Había pasado más de una hora cuando el padre Tyndale entró en la cocina cargado con la bandeja. Daniel estaba haciendo unas tareas fuera, y Emily estaba ocupada preparando la verdura para la comida, y la cena. Antes de ir allí, había pasado años sin ocuparse personalmente de ese tipo de tareas.

El padre Tyndale se sentó en una de las sillas con respaldo rígido; parecía demasiado cansado y demasiado grande para sentarse ahí.

– Brendan Flaherty se ha marchado del pueblo -dijo en voz baja-. Nadie sabe adonde ha ido, salvo quizá su madre, y ella no nos lo dirá.

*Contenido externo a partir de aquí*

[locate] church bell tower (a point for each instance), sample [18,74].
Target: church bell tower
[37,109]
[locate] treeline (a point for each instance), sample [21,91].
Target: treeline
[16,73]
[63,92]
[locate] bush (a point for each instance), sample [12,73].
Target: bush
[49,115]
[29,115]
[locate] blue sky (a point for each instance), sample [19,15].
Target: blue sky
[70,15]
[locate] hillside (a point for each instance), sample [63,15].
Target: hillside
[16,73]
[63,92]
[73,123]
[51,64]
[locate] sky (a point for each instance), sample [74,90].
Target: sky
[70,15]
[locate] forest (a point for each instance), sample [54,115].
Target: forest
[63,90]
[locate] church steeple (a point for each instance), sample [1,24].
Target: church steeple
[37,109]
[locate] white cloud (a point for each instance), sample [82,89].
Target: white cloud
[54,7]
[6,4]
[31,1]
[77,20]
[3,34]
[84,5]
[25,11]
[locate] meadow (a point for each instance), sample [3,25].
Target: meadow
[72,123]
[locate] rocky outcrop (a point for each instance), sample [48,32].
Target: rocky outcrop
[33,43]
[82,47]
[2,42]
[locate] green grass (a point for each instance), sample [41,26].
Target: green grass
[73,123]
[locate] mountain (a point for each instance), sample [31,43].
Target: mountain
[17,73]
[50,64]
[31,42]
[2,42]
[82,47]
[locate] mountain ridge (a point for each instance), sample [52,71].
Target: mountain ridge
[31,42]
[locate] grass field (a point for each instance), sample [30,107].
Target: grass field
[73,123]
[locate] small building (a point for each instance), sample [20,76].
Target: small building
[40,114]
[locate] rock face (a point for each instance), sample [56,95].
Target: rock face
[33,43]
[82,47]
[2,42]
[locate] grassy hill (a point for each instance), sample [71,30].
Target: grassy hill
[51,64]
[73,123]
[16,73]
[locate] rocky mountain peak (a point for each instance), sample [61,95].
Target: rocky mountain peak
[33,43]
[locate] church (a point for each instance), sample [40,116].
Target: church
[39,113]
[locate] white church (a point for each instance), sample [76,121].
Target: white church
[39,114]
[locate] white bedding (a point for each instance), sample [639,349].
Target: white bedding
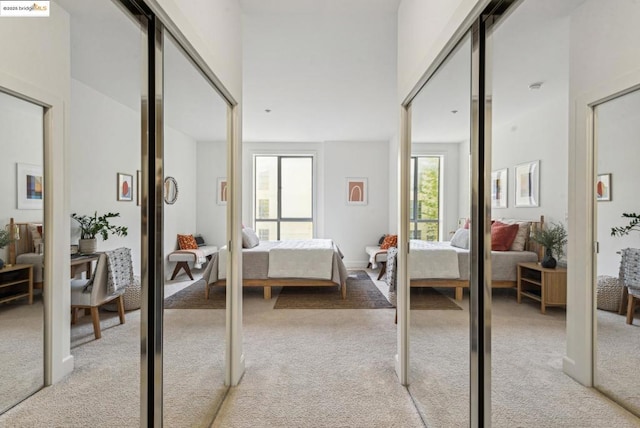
[312,258]
[429,259]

Emily se quedó atónita. Lo primero que pensó fue que la discusión entre Brendan y su madre había sido mucho peor de lo que ella había supuesto en aquel momento. Luego se preguntó si sería por algo que Daniel le había dicho a él. ¿De qué huía Brendan? ¿Del pasado, del futuro, o de ambos?

– Yo estuve ayer en casa de la señora Flaherty -dijo, indecisa-. Daniel se encontraba allí, pero fuera, en el jardín, hablando con Brendan. La señora Flaherty los vio y se enfadó mucho. Salió y le dijo a Daniel que se marchara con bastante brusquedad.